Imagine you're holding on to a vial of water that's crawling with microbes—and that's a good thing, because you're conducting a census of the myriad microscopic denizens of the lake from which you obtained that water. But how should you perform the survey? The answer depends on who you ask.

Traditionally, microbiome researchers have used PCR-based strategies to amplify the gene encoding the small ribosomal RNA subunit, known as 16S in prokaryotes. This essential gene is extremely variable between species, which offers a useful 'fingerprint' for distinguishing the microorganisms that compose a given community, whether from soil, sea or human gut. “I think it's still pretty much a cornerstone,” says Jed Fuhrman, a marine microbiologist at the University of Southern California. “It gets such high coverage of a particular gene that gives you a lot of information.”

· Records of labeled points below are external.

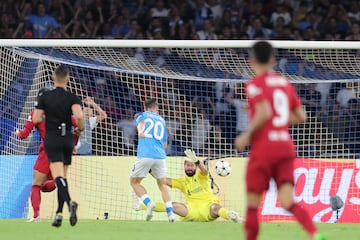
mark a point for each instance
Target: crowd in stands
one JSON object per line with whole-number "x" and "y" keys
{"x": 181, "y": 19}
{"x": 198, "y": 121}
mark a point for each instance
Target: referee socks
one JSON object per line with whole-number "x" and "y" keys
{"x": 63, "y": 192}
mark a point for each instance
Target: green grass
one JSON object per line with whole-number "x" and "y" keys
{"x": 19, "y": 229}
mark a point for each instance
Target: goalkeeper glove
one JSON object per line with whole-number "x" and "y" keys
{"x": 191, "y": 156}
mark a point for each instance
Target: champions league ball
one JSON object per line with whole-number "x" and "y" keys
{"x": 223, "y": 168}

The Great Boiling Spring in Nevada contains numerous microbes that would have gone undetected in conventional 16S amplicon analysis. Credit: R. Dodsworth

Some labs are turning to a newer technique known as 'shotgun metagenomics', in which the total DNA content of a microbiome sample is fragmented, sequenced and reassembled to generate a more comprehensive picture of its contents. “You get so much more mileage from metagenomics, and from my perspective, there's absolutely no reason to do 16S,” says Nikos Kyrpides, a molecular biologist at the Joint Genome Institute. As sequencing costs continue to fall, even former 16S stalwarts such as Rob Knight at the University of California San Diego School of Medicine are embracing the newer method. “We're switching our entire pipeline over to shotgun, for the sample types where it can be done,” says Knight.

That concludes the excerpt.